Un leggero miglioramento c’è stato ma rispetto all’anno precedente, l’Istat stima che, nel 2017, oltre una persona su quattro in Italia è a rischio povertà o esclusione sociale. La stima dei residenti a rischio cala infatti al 28,9%, dal 30% del 2016. In particolare risulta “pressoché stabile al 20,3% la percentuale di individui a rischio di povertà (era 20,6%) mentre si riducono sensibilmente i soggetti che vivono in famiglie gravemente deprivate (10,1% da 12,1%), come pure coloro che vivono in famiglie a bassa intensità lavorativa (11,8%, da 12,8%)”.
Il reddito netto medio delle famiglie italiane sale nel 2016 e raggiunge circa 2.550 euro mensili, secondo le stime dell’Istat, 30.595 euro l’anno (esclusi gli affitti figurativi). La crescita è del 2% in termini nominali e del +2,1% in termini di potere d’acquisto rispetto al 2015 (visto che la variazione dei prezzi al consumo è stata pari a -0,1%). La contrazione complessiva dei redditi rispetto ai livelli pre-crisi del 2009 resta notevole, con una perdita in termini reali dell’8,5% per il reddito familiare.
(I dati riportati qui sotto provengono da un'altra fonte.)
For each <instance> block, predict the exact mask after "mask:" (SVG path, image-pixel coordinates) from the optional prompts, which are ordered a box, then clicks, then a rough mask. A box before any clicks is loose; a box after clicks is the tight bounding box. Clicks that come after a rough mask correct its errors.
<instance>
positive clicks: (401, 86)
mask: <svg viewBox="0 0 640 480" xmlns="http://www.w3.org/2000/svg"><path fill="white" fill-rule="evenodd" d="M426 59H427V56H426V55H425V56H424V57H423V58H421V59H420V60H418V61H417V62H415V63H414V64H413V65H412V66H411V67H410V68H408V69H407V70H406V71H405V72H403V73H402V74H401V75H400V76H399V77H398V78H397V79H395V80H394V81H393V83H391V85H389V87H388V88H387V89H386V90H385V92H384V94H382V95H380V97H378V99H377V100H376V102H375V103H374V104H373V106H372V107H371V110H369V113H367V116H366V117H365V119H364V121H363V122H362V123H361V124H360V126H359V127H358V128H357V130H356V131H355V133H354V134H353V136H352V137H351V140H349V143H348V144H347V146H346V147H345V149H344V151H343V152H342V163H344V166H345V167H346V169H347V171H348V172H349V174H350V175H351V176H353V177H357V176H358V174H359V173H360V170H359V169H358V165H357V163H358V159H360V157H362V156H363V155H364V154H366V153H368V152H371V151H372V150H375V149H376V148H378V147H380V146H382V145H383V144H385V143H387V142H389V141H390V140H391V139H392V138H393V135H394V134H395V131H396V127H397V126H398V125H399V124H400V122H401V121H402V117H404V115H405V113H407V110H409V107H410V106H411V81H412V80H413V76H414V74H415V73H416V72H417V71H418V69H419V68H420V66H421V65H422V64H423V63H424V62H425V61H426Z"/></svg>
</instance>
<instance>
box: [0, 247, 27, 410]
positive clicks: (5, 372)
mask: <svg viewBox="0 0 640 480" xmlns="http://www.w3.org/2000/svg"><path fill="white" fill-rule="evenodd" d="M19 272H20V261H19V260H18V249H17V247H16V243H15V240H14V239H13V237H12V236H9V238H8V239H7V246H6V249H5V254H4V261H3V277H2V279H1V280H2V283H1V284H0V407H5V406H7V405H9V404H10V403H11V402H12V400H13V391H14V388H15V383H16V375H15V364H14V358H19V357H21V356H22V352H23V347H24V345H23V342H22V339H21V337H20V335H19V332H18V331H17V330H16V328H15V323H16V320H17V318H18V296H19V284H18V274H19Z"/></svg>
Il Sud resta l’area territoriale più esposta al rischio di povertà o esclusione sociale (44,4%), anche se in diminuzione rispetto al 2016 (46,9%). Il rischio è minore e in calo nel Nord-est (16,1% da 17,1%) e, in misura meno ampia, nel Nord-ovest (20,7% da 21,0%). Nel Centro la quota è stabile al 25,3%. Le famiglie con cinque o più componenti, pur registrando un miglioramento, si confermano le più vulnerabili al rischio di povertà o esclusione sociale (42,7%; era il 43,7% nel 2016). L’indicatore peggiora sensibilmente (+5,4 punti percentuali) per le famiglie in altra tipologia (costituite da due o più nuclei familiari).
“La crescita del reddito reale nel 2016 è associata, diversamente da quanto osservato nell’anno precedente, a una riduzione della disuguaglianza”, osserva l’Istat. Il reddito equivalente del 20% più povero della popolazione è infatti cresciuto del 7,7% in termini reali rispetto al 2015, mentre il reddito del 20% più ricco è aumentato dell’1,9%. I più benestanti hanno un reddito superiore di 5,9 volte a quello dei più poveri (era 6,3 volte). La perdita complessiva accumulata nella crisi rimane più ampia per chi ha redditi i più bassi (-14,3% dal 2009).
Sono considerate a rischio di povertà, le persone che fanno parte di famiglie il cui reddito disponibile equivalente nel 2016 (anno di riferimento dei redditi) è inferiore alla soglia di rischio di povertà pari a 9.925 euro. Le famiglie a bassa intensità di lavoro sono invece quelle con componenti tra i 18 e i 59 anni che nel 2016 hanno lavorato meno di un quinto del tempo.